Accounts: Run load-tests/seed_users.py so every username in users.json exists (missing rows → 401 on login-json).
Smoke first: k6-smoke.js should be green against the same BASE_URL.
During the run:
Tail logs for 429, Too Many Requests, or Retrying request on /chat/completions (or equivalent provider lines).
Ensure Postgres max_connections comfortably exceeds SQLALCHEMY_POOL_SIZE × worker count plus admin / migration connections.

Stress latency profile (`K6_LATENCY_PROFILE`)¶

k6-auth-chat-session.js chooses thresholds from K6_LATENCY_PROFILE:

Profile	Use case	Latency gates
`live` (default)	Real Azure (or other remote) LLM + retriever	Phase-tagged HTTP caps: auth/session tight, chat p(95) < 45s (handles retries under ramp).
`mock`	Mock / fast providers	Global `http_req_duration`: p(95) < 1200ms, p(99) < 2500ms (legacy strict SLO).

tox -e load-stress
# same as default live profile:
K6_LATENCY_PROFILE=live tox -e load-stress

K6_LATENCY_PROFILE=mock tox -e load-stress
k6 run --env BASE_URL=http://127.0.0.1:8000 --env K6_LATENCY_PROFILE=mock load-tests/k6-auth-chat-session.js

Mock backend for strict latency SLOs¶

For repeatable CI-style runs without cloud variance, configure the load-test backend (.env.test) with mock providers, for example:

LLM_PROVIDER=mock
RETRIEVER_PROVIDER=mock
Optionally RAG_FORCE_MOCK=true

See .env.example for field names. Then run stress with K6_LATENCY_PROFILE=mock (commands under Stress latency profile above) so k6’s strict thresholds match the fast stack.

Expected output signals (summary)¶

Profile	What to watch
Smoke	Auth/chat checks near 100%; `http_req_failed` low; auth/session p95 bounded tightly; chat p95 allows tens of seconds when using live LLM+RAG.
Full ramp (`live`)	Same checks; phase-split latency; watch 429/retry noise and DB saturation as VUs climb.
Full ramp (`mock`)	Sub-second p95 global HTTP latency when the API is mock-backed; still watch `http_req_failed`.
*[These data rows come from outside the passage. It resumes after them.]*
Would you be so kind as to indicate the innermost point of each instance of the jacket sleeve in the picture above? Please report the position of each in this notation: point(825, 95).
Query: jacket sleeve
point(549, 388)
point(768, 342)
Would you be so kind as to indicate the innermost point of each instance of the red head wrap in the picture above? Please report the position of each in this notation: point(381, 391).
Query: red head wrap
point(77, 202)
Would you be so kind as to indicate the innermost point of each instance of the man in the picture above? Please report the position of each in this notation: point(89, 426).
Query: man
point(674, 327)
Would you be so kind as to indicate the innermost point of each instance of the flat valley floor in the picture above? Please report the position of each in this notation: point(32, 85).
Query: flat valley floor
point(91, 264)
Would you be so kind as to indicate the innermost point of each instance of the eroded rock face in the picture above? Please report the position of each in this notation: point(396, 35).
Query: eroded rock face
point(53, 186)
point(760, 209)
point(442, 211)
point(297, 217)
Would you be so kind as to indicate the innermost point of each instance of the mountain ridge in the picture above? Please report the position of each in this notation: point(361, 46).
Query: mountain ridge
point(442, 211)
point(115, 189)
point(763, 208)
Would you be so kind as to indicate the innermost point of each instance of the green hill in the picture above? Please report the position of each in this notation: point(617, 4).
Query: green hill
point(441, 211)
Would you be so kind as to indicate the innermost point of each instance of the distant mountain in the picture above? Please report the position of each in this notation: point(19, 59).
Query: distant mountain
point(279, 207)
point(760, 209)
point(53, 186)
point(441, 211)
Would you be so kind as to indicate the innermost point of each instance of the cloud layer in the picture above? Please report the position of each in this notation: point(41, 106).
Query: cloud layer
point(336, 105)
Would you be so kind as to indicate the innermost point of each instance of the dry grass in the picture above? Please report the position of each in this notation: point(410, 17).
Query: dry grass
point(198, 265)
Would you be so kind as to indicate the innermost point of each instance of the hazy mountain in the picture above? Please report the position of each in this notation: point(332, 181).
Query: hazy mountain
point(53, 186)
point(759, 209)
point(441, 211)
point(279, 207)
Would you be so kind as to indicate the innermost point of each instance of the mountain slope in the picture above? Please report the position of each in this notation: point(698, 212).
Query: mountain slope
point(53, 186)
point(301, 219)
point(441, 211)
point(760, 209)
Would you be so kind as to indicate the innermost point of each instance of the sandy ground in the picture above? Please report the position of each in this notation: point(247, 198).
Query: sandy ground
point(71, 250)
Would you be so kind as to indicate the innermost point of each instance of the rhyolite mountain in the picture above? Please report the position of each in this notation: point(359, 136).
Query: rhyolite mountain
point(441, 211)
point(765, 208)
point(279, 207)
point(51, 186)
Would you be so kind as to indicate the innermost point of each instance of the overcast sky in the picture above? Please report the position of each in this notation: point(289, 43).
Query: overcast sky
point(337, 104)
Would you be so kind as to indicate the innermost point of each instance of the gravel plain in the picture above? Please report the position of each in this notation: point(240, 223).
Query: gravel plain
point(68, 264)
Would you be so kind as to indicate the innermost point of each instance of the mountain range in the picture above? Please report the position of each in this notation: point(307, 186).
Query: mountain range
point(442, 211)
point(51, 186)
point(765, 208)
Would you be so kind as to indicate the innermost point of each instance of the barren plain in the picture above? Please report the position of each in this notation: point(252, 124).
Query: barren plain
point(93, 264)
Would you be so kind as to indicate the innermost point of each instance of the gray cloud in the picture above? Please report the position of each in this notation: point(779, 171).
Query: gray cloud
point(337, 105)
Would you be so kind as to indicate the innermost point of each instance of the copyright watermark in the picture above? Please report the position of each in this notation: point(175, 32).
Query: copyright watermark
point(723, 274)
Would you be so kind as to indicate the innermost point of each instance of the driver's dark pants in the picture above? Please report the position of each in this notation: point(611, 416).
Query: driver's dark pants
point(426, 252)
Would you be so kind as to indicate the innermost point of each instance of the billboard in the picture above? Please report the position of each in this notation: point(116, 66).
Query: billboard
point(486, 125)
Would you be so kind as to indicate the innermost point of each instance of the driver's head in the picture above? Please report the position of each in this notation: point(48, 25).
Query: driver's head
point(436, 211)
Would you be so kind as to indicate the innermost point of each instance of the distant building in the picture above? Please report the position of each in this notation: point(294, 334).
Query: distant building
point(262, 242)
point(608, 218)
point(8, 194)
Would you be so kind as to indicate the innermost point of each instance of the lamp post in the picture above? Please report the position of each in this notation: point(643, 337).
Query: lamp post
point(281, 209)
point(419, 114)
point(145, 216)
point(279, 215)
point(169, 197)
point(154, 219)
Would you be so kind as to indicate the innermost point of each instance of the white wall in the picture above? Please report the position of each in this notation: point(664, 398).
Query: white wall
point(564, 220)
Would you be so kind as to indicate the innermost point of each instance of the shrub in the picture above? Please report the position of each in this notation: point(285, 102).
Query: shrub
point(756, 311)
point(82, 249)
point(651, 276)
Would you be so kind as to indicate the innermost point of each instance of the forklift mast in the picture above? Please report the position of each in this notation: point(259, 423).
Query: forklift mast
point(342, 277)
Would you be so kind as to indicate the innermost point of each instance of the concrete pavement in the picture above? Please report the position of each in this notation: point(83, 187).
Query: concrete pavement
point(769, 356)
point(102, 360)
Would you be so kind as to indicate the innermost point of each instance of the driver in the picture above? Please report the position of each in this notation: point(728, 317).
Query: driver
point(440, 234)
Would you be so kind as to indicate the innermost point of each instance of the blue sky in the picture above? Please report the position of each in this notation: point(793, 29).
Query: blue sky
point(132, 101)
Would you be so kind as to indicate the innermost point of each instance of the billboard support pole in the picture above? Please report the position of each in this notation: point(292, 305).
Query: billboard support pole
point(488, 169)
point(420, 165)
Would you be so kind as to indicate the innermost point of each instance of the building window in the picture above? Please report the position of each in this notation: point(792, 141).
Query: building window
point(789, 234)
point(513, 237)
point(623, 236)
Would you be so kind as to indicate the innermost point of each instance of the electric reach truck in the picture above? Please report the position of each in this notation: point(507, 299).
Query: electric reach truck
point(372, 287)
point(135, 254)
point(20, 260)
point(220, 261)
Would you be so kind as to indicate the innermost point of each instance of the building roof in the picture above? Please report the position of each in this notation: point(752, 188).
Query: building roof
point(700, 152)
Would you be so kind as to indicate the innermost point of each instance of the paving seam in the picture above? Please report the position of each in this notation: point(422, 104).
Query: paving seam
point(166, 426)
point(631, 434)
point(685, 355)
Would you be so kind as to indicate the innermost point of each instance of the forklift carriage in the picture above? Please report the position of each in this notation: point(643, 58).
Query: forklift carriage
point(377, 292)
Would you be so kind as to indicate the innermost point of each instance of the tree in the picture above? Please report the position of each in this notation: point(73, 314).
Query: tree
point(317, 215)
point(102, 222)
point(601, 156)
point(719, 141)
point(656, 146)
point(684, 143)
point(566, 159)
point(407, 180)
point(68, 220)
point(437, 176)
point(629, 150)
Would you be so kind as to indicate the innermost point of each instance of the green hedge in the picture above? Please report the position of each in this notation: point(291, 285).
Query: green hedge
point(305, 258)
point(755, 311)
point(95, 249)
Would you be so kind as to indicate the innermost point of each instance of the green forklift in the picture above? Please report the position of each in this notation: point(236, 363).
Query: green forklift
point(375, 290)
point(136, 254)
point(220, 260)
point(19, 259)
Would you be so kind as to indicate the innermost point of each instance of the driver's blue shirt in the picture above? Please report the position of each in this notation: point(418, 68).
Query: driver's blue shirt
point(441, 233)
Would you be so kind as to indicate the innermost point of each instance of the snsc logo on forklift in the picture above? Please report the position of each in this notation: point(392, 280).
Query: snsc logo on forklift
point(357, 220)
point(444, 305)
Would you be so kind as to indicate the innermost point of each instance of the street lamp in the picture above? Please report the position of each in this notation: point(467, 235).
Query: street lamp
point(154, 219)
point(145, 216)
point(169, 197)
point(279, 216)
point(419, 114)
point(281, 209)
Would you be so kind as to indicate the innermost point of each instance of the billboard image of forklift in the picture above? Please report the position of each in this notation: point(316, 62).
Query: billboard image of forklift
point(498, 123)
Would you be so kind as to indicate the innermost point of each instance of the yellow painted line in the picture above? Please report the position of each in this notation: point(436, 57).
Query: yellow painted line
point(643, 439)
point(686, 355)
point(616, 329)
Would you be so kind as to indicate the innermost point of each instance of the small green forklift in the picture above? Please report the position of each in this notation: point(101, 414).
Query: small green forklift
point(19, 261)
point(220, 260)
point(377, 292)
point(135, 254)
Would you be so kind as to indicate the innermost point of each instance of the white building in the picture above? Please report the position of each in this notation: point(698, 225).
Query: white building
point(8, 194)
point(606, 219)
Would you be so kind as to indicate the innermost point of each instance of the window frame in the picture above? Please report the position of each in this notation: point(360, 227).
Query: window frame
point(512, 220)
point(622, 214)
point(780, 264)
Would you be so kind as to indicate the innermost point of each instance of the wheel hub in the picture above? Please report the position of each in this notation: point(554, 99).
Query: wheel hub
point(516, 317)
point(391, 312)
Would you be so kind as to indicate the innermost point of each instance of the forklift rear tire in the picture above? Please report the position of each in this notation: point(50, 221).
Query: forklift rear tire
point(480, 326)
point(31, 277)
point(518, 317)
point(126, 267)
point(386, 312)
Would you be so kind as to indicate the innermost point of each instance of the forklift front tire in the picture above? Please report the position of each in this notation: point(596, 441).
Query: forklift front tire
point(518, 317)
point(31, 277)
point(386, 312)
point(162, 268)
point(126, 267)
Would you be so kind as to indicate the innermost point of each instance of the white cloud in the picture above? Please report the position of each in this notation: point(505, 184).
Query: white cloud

Tuning guidance from results¶

If CPU saturated and DB usage low: increase uvicorn UVICORN_WORKERS in scripts/run-backend-loadtest.sh moderately.
If DB pool usage ratio > 0.85: increase SQLALCHEMY_POOL_SIZE and DB max connections, or reduce workers.
If provider latency dominates: tune PROVIDER_TIMEOUT_SECONDS, retries, and circuit breaker settings; ensure quotas fit the ramp.
If long-tail latency spikes: lower CHAT_HISTORY_MAX_MESSAGES and reduce per-request payload size.